So I’m gonna go out on a limb and say there’s a major difference in configuration between the two. Setting global_quality to 18 is kind of absurdly high quality for hardware h265 encoding. You can easily get away with 28 for “good enough”. My setting of 25 for the CRF of h265 encoding is already edging into placebo territory for most videos. That’s all without considering the impact of low power mode, extra_hw_frames, etc.

Rehwyn@lemmy.world · edit-2 6 months ago

It’s not Jellyfin, but here’s my N100 simultaneously doing two 4K HDR transcodes with tone mapping enabled. Neither stream had buffering.

So it’s definitely a capable chip, but might be dependent on transcode settings.

khi@lemmy.world · 6 months ago

Yeah after seeing this and another very detail answer it looks line my settings are too demanding and that is causing a slowdown. Since i do direct playing on everything i might just turn them down for the one friend who seems to be always on the weirdest player that needs transcoding. Thanks all!!

Vinny_93@lemmy.world · 6 months ago

Read up on Intel QSV. You essentially only need a recent cpu. i3 would do.
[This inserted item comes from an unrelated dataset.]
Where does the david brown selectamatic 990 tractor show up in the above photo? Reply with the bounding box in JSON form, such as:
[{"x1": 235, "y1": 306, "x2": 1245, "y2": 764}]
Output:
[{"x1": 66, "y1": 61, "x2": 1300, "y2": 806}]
Possibly linux@lemmy.zip · 6 months ago

GPU all the way as it will be more efficient. Keep in mind Intel integrated graphics counts as a GPU

Faceman🇦🇺@discuss.tchncs.de · 6 months ago

One of my miniPCs is just a little N95 and it can easily transcode 4K HDR to 1080p (HDR or tonemapped SDR) to a couple of clients, and with excellent image quality. You could build a nice little server with a modern i3 and 16gigs of ram and it would smash through 4 or 5 high bitrate 4K HDR transcodes just fine.

Is that one transcoding client local to you? or are you trying to stream over the web? if it’s local, put some of the budget to a new player for that screen perhaps?

Possibly linux@lemmy.zip · 6 months ago

I tried that with a cheap minipc I bought and it was CPU limited. The GPU was fine it was the overhead that killed me.

Faceman🇦🇺@discuss.tchncs.de · 6 months ago

Was it an n100? They have a severely limited power budget of 6w compared to the n95 at 25w or so.

I’m running jellyfin ontop of ubuntu desktop while also playing retro games. That all sits in a proxmox vm with other services running alongside it. It’s perfectly snappy.

Possibly linux@lemmy.zip · 6 months ago

I believe it is N9505 if I remember correctly. It is also possible I didn’t give it enough cores.

Faceman🇦🇺@discuss.tchncs.de · 6 months ago

N5095 ? lots of reports of that one not supporting everything it should based on other Jasper Lake chips, CPU getting hit for Decode when it shouldn’t for example. Also HDR to SDR cant be accelerated with VPP on that one as far as I know so the CPU gets smashed. I think you can do it with OpenCL though.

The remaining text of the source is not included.